Laureation address – Professor Anthony Cheetham

Friday 24 June 2011

Professor Anthony Cheetham
Honorary Degree of Doctor of Science

Laureation by Professor Peter Bruce
School of Chemistry
Friday 24 June 2011

Professor Anthony Cheetham

Chancellor, it is my privilege to present Professor Anthony Cheetham for the degree of Doctor of Science, honoris causa.

Let me begin by inviting you to examine your surroundings. The chairs on which you sit, the building in which this ceremony is taking place, the clothes you are wearing, are all examples of materials. The mobile telephone in your pocket or handbag, the iPod and now the iPad, indeed many of the devices we take for granted in our modern world, depend intimately on materials with unique electrical, optical and magnetic properties. It is no exaggeration to say that materials not only pervade our culture but shape it. It is the science of materials that Tony Cheetham has made his own.

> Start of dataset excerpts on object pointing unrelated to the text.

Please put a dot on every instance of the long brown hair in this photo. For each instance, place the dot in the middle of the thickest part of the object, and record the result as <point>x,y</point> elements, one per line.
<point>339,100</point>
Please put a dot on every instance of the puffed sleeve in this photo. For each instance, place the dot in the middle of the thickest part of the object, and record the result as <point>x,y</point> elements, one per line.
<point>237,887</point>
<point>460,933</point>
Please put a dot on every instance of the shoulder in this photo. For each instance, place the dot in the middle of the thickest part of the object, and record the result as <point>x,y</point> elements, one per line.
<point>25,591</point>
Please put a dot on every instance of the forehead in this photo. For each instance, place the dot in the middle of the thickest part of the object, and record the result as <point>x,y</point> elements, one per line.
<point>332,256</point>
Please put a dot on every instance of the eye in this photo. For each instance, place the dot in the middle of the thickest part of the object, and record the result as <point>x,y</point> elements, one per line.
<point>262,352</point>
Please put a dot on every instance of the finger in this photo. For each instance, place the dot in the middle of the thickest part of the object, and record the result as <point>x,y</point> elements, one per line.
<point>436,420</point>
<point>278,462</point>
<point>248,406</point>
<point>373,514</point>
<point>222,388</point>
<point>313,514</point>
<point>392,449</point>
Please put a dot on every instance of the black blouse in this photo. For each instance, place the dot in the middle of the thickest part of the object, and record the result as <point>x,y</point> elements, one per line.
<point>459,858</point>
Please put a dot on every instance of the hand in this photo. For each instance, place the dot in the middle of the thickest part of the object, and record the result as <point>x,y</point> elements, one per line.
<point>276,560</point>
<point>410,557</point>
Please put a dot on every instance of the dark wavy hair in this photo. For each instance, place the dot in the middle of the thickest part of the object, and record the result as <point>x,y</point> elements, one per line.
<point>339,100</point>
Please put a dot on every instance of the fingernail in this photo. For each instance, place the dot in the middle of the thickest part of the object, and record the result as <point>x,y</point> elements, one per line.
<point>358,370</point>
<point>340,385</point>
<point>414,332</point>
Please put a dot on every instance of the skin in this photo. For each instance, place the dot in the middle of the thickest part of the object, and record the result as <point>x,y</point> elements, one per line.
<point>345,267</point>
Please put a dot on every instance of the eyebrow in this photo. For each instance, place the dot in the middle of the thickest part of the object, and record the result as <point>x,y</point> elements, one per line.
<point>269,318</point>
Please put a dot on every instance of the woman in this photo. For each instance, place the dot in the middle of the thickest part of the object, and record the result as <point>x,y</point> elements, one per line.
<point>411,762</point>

Establishing the structure and chemical composition of materials is the foundation on which our understanding, and ultimately exploitation, of materials is based. Tony Cheetham has made seminal contributions to this endeavour. He pioneered methods capable of establishing the structures of materials – by which I mean how the atoms are arranged and bonded together – without the need to grow single crystals, which had always been the case in the past. As such, his work permitted access to the structures of important materials that cannot be obtained as single crystals. He pioneered the use of nuclear magnetic resonance to study magnetic materials and the use of high resolution analytical electron microscopy to determine the chemical composition of materials on a smaller scale than ever before.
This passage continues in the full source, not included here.